Where Do We Go When We Retire?

I retired over four years ago; my wife plans to retire a bit over two years from now. We’re starting to think about where we might move when she retires. It seems pretty clear that we’re going to move somewhere, if for no other reason than that my wife doesn’t want to deal with Boston winters. (She deals with them now, while she’s working, by arranging some of her necessary travel so that she visits warmer climes in January and February. Clever woman.)

One challenge is that we’ve moved around so much (gradually making our way north) both individually in our youth and together as a couple that’s there’s really no “home” to return to. Each of us has some attraction to a particular place, but that doesn’t help much. On my own, I’d think seriously about moving to Germany, where I graduated from high school.

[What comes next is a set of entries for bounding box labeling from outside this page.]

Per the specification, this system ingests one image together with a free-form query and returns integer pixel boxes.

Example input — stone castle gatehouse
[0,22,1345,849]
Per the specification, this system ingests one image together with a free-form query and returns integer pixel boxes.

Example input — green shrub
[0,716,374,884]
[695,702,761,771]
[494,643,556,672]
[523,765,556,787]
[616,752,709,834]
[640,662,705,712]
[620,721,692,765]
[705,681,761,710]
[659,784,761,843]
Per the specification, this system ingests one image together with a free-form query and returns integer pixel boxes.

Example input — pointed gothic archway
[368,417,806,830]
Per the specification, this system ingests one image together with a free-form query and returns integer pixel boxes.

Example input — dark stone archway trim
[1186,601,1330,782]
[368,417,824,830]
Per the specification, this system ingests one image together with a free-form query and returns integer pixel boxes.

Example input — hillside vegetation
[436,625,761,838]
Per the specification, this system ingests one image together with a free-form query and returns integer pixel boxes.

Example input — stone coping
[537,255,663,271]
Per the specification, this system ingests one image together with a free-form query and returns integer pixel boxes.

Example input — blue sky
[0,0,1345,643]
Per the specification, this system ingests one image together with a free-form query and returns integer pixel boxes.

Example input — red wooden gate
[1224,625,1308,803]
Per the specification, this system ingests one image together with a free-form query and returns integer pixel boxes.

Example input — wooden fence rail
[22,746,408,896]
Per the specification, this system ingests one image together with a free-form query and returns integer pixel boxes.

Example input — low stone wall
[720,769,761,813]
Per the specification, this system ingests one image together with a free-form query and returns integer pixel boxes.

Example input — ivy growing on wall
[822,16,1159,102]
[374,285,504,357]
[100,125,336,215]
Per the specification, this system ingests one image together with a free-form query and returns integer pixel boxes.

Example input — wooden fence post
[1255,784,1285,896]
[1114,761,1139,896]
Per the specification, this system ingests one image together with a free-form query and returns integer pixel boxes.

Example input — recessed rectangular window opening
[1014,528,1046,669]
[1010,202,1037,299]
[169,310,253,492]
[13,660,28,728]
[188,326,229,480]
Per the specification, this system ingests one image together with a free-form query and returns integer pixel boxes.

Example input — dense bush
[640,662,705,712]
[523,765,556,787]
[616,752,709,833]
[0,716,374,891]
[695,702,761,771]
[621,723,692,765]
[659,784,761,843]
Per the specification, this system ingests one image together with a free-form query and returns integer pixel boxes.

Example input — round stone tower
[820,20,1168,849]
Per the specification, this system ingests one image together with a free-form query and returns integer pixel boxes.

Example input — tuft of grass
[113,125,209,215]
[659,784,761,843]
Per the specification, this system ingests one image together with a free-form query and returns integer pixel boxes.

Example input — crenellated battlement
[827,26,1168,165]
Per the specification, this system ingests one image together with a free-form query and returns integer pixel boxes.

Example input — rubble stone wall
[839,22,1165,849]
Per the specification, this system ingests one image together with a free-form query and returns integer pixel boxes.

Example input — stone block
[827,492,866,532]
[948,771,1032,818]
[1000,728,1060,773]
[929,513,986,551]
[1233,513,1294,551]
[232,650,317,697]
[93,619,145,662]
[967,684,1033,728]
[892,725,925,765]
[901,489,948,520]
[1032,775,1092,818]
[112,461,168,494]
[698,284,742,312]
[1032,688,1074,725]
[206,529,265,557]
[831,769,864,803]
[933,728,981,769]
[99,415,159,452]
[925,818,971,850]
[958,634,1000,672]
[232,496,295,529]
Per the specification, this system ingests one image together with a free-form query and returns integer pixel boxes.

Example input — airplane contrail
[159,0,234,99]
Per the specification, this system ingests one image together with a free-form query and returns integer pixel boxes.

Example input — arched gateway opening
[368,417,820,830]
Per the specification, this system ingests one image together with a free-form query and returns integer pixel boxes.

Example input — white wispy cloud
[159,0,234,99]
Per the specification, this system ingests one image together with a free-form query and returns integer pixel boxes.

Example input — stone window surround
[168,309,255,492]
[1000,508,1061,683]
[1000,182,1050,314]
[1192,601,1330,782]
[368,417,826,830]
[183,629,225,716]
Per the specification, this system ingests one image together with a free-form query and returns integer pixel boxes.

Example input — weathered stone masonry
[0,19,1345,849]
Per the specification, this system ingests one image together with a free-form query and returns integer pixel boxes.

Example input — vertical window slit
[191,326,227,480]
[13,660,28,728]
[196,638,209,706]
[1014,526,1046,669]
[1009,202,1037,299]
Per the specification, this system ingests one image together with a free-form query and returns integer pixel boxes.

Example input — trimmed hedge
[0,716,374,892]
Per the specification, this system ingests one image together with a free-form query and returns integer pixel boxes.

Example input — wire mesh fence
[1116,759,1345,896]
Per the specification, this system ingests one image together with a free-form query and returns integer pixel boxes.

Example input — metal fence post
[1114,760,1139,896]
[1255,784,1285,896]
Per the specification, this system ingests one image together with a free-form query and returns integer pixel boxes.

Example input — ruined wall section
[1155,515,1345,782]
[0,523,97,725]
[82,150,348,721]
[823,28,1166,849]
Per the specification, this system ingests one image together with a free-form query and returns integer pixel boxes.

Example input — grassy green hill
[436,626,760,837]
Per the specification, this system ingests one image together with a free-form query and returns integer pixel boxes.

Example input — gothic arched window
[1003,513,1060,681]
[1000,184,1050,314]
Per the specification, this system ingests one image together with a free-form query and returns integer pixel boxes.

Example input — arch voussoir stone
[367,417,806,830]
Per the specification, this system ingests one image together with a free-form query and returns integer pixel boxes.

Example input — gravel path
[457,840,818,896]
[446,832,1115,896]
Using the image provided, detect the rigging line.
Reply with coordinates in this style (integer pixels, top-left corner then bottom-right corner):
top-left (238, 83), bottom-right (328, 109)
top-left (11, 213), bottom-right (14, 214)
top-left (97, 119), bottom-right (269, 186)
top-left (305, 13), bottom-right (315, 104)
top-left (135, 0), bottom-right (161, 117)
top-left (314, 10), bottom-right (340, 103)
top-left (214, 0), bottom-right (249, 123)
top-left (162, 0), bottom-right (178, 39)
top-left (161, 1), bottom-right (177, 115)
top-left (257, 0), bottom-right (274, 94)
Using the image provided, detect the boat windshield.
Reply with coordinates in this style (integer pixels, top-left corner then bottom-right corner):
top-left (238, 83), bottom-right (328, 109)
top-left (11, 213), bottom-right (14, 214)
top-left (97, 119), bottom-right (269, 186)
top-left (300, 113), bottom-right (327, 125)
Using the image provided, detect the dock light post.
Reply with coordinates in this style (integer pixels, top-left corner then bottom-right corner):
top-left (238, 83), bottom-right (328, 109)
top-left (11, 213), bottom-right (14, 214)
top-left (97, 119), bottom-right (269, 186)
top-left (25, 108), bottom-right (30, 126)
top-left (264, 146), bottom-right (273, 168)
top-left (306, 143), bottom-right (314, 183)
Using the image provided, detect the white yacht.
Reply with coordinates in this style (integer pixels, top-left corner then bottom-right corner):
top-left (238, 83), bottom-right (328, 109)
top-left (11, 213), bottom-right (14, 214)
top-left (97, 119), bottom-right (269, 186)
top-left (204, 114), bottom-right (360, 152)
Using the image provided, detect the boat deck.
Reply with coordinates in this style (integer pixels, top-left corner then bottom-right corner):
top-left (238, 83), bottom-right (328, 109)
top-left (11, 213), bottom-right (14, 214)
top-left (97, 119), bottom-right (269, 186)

If she were on her own, she’d likely move to the DC area, where she lived during elementary school and where we lived together for 10 years before moving to Boston.

So I had more than a passing interest in a recent study ranking the 50 U.S. as good places to retire, based on five indicators: affordability, quality and cost of healthcare, well-being, weather, and crime. It’s not at all surprising to see that Massachusetts is 46th overall, primarily because of affordability (where it ranks 48th, better than only California (49th) and New York (50th). I’m a little surprised to see Massachusetts ranked 31st for weather. Perhaps I’m biased by my wife’s response to Boston weather, but I would have expected a lower ranking there. Still, the high cost of living is a heavy weight.

One bright spot for us in this study: we’ve recently been thinking about Wilmington, Deleware, and the state of Delaware is ranked second overall. Its ranking is very high on well-being and weather and relatively high on affordability. There’s some reason for caution in its relatively low rankings on health care and crime.